Pat Winlow got involved with the group because her son, Jake, was disabled due to injuries sustained in an auto accident. Watching her son get an opportunity to hunt again touched Winlow, leading her to volunteer. She’s now the group’s secretary, overseeing 34 hunts for disabled hunters in this, the group’s first big anniversary.
“The hunters are so happy and thankful. Realizing the resiliency of the human spirit — it’s inspiring to be involved,” Winlow said.
The team from The Watershed Restoration Group recently planted hundreds of shrubs, bushes and trees along the creek. Over the life of the years-long state grant, volunteers have also installed man-made beaver dams. Jerry Altermatt, a local terrestrial habitat biologist for the Wyoming Game and Fish Department and a volunteer for the group, said he’d like to bring in beavers to help build natural pools in the drainage.
Many have come together to help with funding. Beyond the Wyoming Wildlife and Natural Resources Trust, help has come from The Nature Conservancy, Bowhunters of Wyoming, Wyoming Outdoorsmen and the Wyoming Game Wardens Association; the bulk of the Wyoming Disabled Hunters’ annual revenue comes from fundraising.
“The Wyoming Disabled Hunters wanted to give back by improving the habitat,” Altermatt said.
This year, Wyoming Game and Fish commissioner David Rael, vice president of the commission and a Cowley resident, gave the group his commissioner’s tag for a raffle. The tag allows the owner to hunt elk, deer or antelope during the season of their choice and anywhere in the state.
“It’s a highly sought-after tag,” McGregor said.
They’re offering 300 chances at the tag. The opportunity to buy a raffle ticket expires May 31. Unfortunately, sales aren’t going as hoped.
“We’ve only sold about 100 tickets so far,” McGregor said.
The odds of winning this “lottery” ticket are pretty high and the money it will raise is vitally important to the group.
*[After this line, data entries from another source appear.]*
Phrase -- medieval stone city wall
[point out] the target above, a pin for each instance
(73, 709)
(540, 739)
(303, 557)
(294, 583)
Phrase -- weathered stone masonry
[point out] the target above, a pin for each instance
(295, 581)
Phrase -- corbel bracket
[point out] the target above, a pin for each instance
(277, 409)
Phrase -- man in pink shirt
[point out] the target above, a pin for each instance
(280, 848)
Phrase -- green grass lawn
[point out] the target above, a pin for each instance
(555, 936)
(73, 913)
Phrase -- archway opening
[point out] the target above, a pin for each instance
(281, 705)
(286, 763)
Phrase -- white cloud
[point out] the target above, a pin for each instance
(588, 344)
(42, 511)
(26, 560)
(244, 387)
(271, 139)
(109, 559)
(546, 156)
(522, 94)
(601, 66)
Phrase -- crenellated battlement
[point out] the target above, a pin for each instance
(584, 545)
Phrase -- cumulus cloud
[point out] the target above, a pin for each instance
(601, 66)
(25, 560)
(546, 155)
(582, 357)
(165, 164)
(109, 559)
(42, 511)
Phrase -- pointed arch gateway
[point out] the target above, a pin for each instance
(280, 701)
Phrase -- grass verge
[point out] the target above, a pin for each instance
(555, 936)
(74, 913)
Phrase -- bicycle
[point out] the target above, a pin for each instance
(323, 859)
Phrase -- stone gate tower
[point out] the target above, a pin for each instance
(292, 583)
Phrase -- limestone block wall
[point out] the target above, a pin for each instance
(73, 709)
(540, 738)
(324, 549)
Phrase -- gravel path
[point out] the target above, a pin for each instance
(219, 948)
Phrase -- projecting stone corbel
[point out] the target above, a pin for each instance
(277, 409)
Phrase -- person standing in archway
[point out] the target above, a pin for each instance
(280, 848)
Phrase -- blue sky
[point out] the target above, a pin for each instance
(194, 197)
Equally vital are volunteers. There were 92 disabled hunters who applied for a chance to go on a hunt, but the group only has the manpower to help about a third of them, Winlow said.
Volunteers like Winlow are giving many hunters with varying disabilities a chance to share in the camaraderie and soul-healing adventures afield.
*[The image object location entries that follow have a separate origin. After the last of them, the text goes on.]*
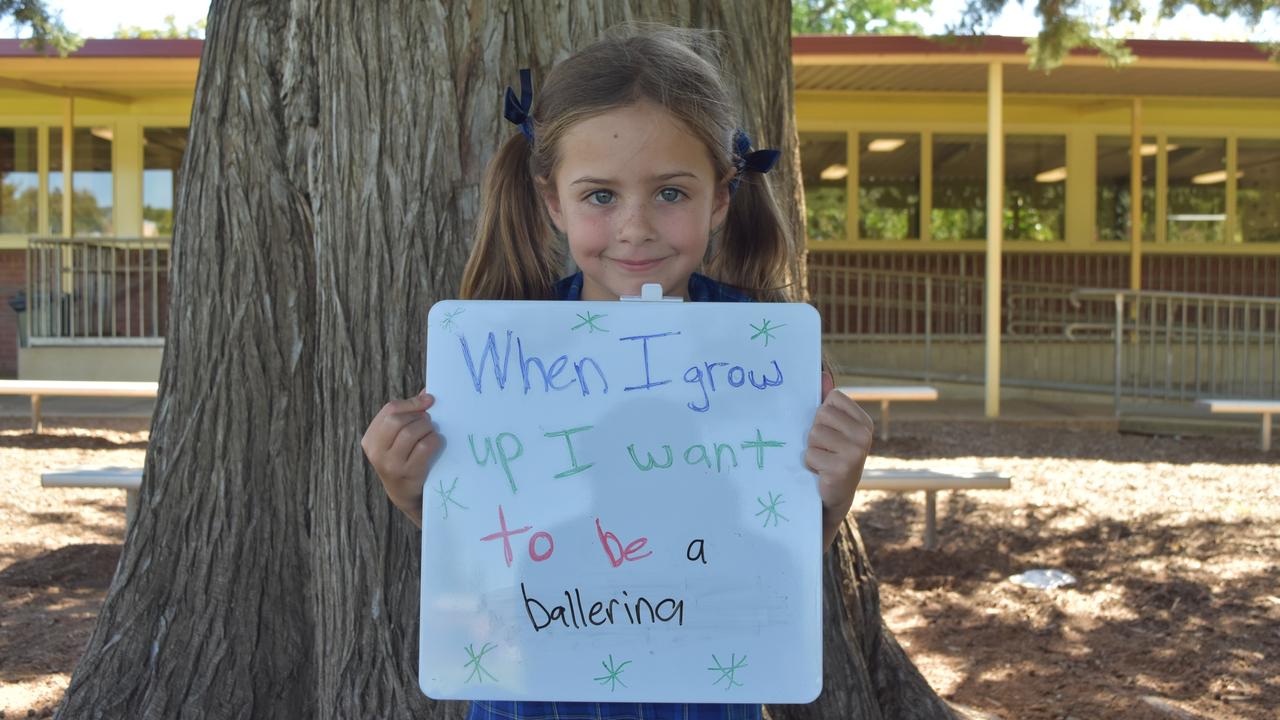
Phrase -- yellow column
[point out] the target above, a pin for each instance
(1136, 196)
(1232, 232)
(853, 153)
(127, 177)
(42, 173)
(68, 141)
(995, 231)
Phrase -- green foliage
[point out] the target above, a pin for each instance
(826, 212)
(169, 32)
(46, 28)
(854, 17)
(1066, 24)
(19, 208)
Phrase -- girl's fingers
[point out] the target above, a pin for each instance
(824, 437)
(423, 451)
(408, 436)
(391, 419)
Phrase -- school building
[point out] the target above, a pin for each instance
(1137, 249)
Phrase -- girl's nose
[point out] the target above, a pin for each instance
(635, 224)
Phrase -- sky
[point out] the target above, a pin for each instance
(95, 18)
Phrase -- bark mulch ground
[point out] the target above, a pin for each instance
(1173, 542)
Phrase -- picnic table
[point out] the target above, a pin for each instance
(1265, 408)
(886, 395)
(931, 481)
(128, 479)
(73, 388)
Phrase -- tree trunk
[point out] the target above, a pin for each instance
(327, 199)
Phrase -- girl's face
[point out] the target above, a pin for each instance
(638, 197)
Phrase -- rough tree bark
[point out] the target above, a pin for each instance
(327, 199)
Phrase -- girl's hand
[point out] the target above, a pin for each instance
(839, 443)
(400, 445)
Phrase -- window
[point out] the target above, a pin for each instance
(824, 172)
(19, 183)
(161, 156)
(959, 187)
(1036, 187)
(1258, 190)
(1112, 191)
(888, 186)
(91, 182)
(1197, 190)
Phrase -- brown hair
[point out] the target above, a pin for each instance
(516, 254)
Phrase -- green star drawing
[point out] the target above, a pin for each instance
(478, 670)
(727, 673)
(449, 319)
(772, 509)
(613, 671)
(589, 322)
(447, 497)
(766, 328)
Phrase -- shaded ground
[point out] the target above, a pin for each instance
(1174, 543)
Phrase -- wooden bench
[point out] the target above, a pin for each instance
(73, 388)
(894, 479)
(128, 479)
(886, 395)
(1265, 408)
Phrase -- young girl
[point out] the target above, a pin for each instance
(630, 154)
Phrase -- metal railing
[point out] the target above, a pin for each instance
(1183, 345)
(105, 290)
(1175, 346)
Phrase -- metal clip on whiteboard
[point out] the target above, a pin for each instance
(650, 292)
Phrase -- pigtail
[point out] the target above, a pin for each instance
(754, 247)
(515, 255)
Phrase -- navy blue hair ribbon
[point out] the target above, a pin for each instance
(519, 110)
(748, 162)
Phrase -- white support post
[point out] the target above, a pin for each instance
(995, 231)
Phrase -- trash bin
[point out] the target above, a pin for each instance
(19, 305)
“About 40 to 45 percent of our hunters are veterans,” Winlow said.
Funds raised by the group help pay for the hunts and everything from transportation to food and lodging. Many of the hunters are on limited incomes, Winlow said.
McGregor would love to wake up one day and be able to walk, but he’s grateful for how his life has turned out. He still celebrates Memorial Day, despite the memories it brings. But the Wyoming Disabled Hunters’ 10th anniversary means more to him.
“The things I’ve been able to do, the people I’ve met, I wouldn’t have changed a thing,” he said.